The fathers of Jimbo, Dolph and Kearney make their first and only appearances in the history of the show.

==Cultural references==
The title is a reference to the Humphrey Bogart film The Harder They Fall. The episode opens with a parody of Bonanza. The montage of Homer fighting various hobos was based on a similar montage in Raging Bull. The music is inspired by "The Flower Duet" from the opera Lakmé by Léo Delibes. During the montage, there is a brief parody of the George Bellows painting "Dempsey and Firpo". The "Fan Man" is based on James Miller, a man famous for parachuting into arenas during big events. Homer's walk-out music is "Why Can't We Be Friends?" by War and Tatum's is "Time 4 Sum Axion" by Redman, which was also used by Tyson for his first fight after his release from prison in 1995. The song heard over the end credits is a rendition of Barbra Streisand's "People", sung by Sally Stevens.

==Reception==
In its original broadcast, "The Homer They Fall" finished 29th in ratings for the week of November 4–10, 1996, with a Nielsen rating of 10.0, equivalent to approximately 9.7 million viewing households. It was the second highest-rated show on the Fox network that week, following The X-Files.

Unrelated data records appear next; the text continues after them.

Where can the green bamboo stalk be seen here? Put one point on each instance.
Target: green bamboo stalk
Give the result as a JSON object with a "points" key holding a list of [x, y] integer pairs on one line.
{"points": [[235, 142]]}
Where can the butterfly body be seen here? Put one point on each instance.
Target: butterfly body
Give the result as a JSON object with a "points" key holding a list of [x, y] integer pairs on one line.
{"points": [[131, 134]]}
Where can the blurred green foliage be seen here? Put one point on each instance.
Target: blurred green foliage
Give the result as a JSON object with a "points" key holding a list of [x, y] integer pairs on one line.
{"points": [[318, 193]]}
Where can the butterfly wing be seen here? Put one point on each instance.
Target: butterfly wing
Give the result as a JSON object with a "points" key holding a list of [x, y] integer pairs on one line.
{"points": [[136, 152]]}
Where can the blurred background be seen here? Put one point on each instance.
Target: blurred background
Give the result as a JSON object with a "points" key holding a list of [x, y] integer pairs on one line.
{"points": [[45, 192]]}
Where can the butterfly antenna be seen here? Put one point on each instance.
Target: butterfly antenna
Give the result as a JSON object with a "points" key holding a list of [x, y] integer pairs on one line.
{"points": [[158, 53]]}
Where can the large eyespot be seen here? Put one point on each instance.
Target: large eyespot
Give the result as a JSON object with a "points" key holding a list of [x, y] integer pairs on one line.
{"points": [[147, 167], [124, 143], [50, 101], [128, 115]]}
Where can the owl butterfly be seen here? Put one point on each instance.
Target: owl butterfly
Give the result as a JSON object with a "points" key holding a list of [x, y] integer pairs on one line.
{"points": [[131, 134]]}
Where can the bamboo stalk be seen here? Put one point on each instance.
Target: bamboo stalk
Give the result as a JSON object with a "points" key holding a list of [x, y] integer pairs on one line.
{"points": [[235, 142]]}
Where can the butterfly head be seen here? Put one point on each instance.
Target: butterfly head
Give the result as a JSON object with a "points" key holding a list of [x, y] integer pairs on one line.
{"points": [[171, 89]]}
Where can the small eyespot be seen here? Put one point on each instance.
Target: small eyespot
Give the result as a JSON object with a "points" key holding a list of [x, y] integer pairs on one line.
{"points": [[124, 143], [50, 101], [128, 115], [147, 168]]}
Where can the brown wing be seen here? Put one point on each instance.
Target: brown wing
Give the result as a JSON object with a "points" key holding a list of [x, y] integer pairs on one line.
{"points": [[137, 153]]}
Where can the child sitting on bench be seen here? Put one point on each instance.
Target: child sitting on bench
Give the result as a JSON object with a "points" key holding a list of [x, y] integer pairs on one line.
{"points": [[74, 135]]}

In response to the season fourteen episode "Barting Over", which is about skateboarding, Raju Mudhar of the Toronto Star listed what he thought were "excellent" episodes of The Simpsons and scenes also related to sports. He included "The Homer They Fall", writing that Drederick Tatum is "a thinly veiled Mike Tyson parody who's made cameos over the years".

Similarly, in 2004 ESPN.com released a list of the Top 100 Simpsons sport moments, ranking the entire episode at #2, saying, "Greatest sports introduction ever: In the Tatum fight, Homer is introduced as the Brick Hithouse (and is also known as the Southern Dandy), and his walk-to-the-ring music is 'Why Can't We Be Friends? Drederick Tatum was placed at the eighteenth spot on the list. Conversely, the authors of the book I Can't Believe It's a Bigger and Better Updated Unofficial Simpsons Guide, Gary Russell and Gareth Roberts, called it "the dullest, one-joke episode of the entire series". Kyle Fowler writes "when Moe eventually flies into the ring via giant fan, it’s not only a touching moment because of how concerned we are for Homer, but it’s also a final stand for morality and dignity. The fact that ring announcer Michael Buffer says, 'whatever dignity remained in boxing is literally flying out the window' only serves to drive that point home. 'The Homer They Fall' is the kind of episode we most often associate with the earliest seasons of The Simpsons, because it boasts a streamlined narrative, is filled with subtle one-liners, and uses those tools to substantiate a cultural critique while adding in a huge dose of heart. Turns out that cactus was right; sometimes you have to fight back, even if it’s not with your fists."